Eliana Johnson reports for National Review Online about the recent buzz surrounding Florida Sen. Marco Rubio.

Jeb Bush’s announcement in December launched both a fundraising juggernaut and an aggressive hiring spree, and Scott Walker’s speech in Iowa the following month lifted Walker to the top of national polls. But a little more than a month later, says the operative, “The Jeb boom is over and people are having second thoughts about Walker.”

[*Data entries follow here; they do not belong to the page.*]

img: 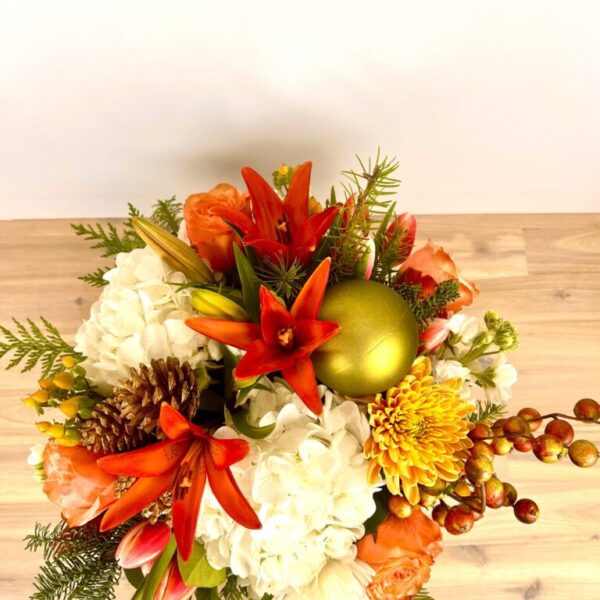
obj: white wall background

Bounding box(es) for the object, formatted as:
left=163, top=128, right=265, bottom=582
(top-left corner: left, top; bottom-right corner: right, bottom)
left=0, top=0, right=600, bottom=219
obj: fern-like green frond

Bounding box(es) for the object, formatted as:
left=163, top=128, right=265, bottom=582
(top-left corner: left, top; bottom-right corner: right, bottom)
left=0, top=317, right=81, bottom=377
left=395, top=279, right=460, bottom=326
left=78, top=267, right=112, bottom=287
left=25, top=522, right=131, bottom=600
left=150, top=196, right=183, bottom=235
left=327, top=152, right=400, bottom=282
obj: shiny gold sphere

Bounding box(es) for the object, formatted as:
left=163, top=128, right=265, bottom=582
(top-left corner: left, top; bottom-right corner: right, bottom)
left=312, top=279, right=419, bottom=396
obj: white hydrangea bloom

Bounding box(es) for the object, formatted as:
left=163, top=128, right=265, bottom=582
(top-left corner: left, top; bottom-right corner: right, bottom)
left=196, top=383, right=376, bottom=600
left=432, top=360, right=475, bottom=401
left=75, top=248, right=220, bottom=389
left=476, top=352, right=517, bottom=404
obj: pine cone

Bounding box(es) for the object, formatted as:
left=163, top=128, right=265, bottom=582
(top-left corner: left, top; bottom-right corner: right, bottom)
left=80, top=398, right=151, bottom=454
left=80, top=356, right=200, bottom=454
left=115, top=356, right=200, bottom=439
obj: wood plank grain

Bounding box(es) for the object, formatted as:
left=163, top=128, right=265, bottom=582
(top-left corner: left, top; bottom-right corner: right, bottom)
left=0, top=215, right=600, bottom=600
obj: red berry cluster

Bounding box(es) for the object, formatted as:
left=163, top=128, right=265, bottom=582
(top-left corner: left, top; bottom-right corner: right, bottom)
left=421, top=398, right=600, bottom=535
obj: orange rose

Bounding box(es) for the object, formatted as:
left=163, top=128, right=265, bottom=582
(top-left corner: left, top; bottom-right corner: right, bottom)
left=400, top=240, right=479, bottom=312
left=43, top=442, right=116, bottom=527
left=183, top=183, right=250, bottom=271
left=357, top=508, right=442, bottom=600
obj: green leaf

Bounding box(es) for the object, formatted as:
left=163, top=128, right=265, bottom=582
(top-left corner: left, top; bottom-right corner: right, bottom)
left=233, top=244, right=260, bottom=323
left=196, top=587, right=219, bottom=600
left=140, top=536, right=177, bottom=600
left=365, top=488, right=391, bottom=535
left=231, top=410, right=275, bottom=440
left=177, top=542, right=227, bottom=588
left=0, top=317, right=81, bottom=377
left=123, top=569, right=145, bottom=590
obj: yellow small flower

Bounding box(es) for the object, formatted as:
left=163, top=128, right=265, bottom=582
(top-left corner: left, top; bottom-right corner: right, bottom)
left=365, top=356, right=473, bottom=504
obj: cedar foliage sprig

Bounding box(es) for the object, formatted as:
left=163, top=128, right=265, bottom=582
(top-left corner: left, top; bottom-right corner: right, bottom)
left=326, top=152, right=400, bottom=282
left=469, top=400, right=506, bottom=425
left=0, top=317, right=81, bottom=377
left=25, top=521, right=131, bottom=600
left=71, top=196, right=183, bottom=287
left=395, top=279, right=460, bottom=326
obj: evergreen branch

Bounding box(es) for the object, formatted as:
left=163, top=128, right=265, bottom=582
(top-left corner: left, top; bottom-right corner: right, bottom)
left=469, top=400, right=506, bottom=425
left=25, top=521, right=132, bottom=600
left=150, top=196, right=183, bottom=236
left=71, top=223, right=144, bottom=257
left=327, top=152, right=400, bottom=282
left=71, top=196, right=183, bottom=287
left=395, top=279, right=460, bottom=326
left=78, top=267, right=112, bottom=287
left=0, top=317, right=81, bottom=377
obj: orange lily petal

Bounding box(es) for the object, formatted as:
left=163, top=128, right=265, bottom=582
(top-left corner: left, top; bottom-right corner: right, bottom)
left=98, top=438, right=191, bottom=477
left=259, top=285, right=294, bottom=346
left=100, top=473, right=173, bottom=531
left=172, top=442, right=206, bottom=561
left=290, top=258, right=331, bottom=319
left=208, top=438, right=250, bottom=469
left=206, top=456, right=262, bottom=529
left=235, top=340, right=296, bottom=379
left=185, top=317, right=261, bottom=350
left=242, top=167, right=283, bottom=240
left=295, top=319, right=341, bottom=354
left=209, top=204, right=256, bottom=234
left=281, top=358, right=323, bottom=415
left=283, top=162, right=312, bottom=239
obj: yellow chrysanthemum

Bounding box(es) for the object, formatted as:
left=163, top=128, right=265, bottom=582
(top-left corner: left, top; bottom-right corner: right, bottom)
left=365, top=356, right=473, bottom=504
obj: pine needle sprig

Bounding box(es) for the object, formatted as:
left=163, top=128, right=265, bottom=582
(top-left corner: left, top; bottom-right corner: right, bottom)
left=395, top=279, right=460, bottom=326
left=469, top=400, right=506, bottom=425
left=413, top=589, right=433, bottom=600
left=327, top=152, right=400, bottom=282
left=256, top=257, right=308, bottom=302
left=77, top=267, right=112, bottom=287
left=148, top=196, right=183, bottom=235
left=25, top=521, right=132, bottom=600
left=0, top=317, right=81, bottom=377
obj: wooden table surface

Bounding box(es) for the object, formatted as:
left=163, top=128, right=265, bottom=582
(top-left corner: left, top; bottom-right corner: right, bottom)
left=0, top=214, right=600, bottom=600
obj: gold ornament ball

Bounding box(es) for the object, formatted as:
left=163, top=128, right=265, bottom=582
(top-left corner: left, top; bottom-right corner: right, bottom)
left=312, top=279, right=419, bottom=396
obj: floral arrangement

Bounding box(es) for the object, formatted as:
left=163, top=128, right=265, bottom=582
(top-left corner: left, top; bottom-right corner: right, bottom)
left=5, top=156, right=600, bottom=600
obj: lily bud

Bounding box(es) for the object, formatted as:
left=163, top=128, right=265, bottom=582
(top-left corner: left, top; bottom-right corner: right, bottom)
left=52, top=371, right=75, bottom=390
left=115, top=521, right=171, bottom=569
left=190, top=289, right=250, bottom=321
left=420, top=319, right=450, bottom=352
left=354, top=235, right=376, bottom=279
left=131, top=217, right=214, bottom=283
left=387, top=213, right=417, bottom=266
left=154, top=556, right=196, bottom=600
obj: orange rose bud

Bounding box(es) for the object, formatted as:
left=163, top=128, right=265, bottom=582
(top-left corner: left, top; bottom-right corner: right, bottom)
left=183, top=183, right=250, bottom=271
left=400, top=240, right=479, bottom=312
left=43, top=442, right=116, bottom=527
left=357, top=508, right=442, bottom=600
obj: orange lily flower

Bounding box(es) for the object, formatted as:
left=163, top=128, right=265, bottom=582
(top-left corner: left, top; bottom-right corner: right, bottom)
left=211, top=162, right=339, bottom=265
left=185, top=258, right=340, bottom=415
left=98, top=403, right=262, bottom=561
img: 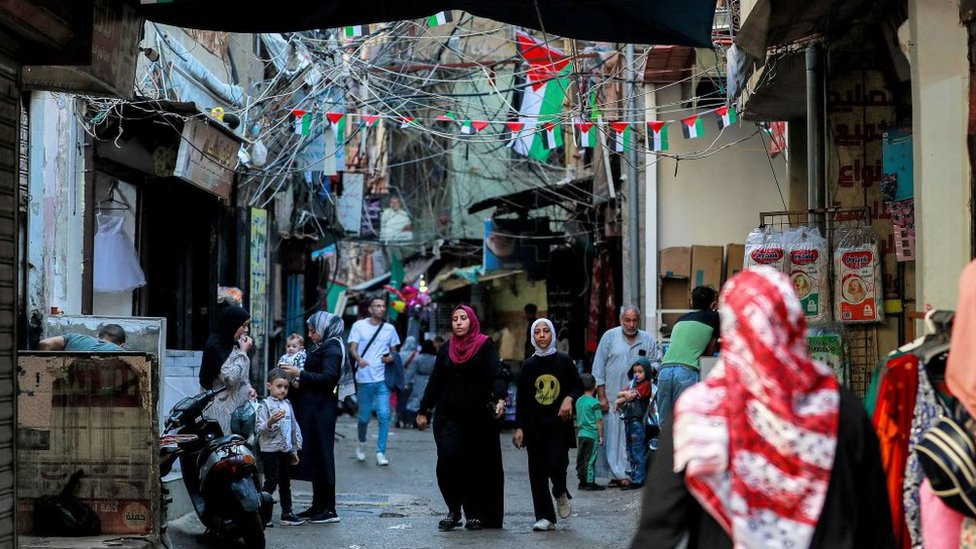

The beneficiary in terms of buzz is Marco Rubio, who now has many of the party’s top donors looking at him in a way they weren’t even a month ago. Though Rubio hasn’t made as much noise as his competitors as the 2016 campaign has gotten underway in earnest, his knowledgeable presentations and obvious political talent are nonetheless turning heads or, at least, enough of them. Rubio hasn’t made a big splash, neither building a “shock and awe” campaign like Bush nor delivering a marquee speech like Walker (who afterward seemed almost to be caught off guard by his rapid ascent). Instead, Rubio appears to be gambling on the idea that, in what is sure to be a long primary with a crowded field, a slow-and-steady approach will prevail.

The buzz about Rubio comes on the heels of a successful but nonetheless low-profile book tour that took him through the early-primary states of Iowa, South Carolina, Nevada, and New Hampshire, and as the frenetic motion around Bush and Walker has begun to subside.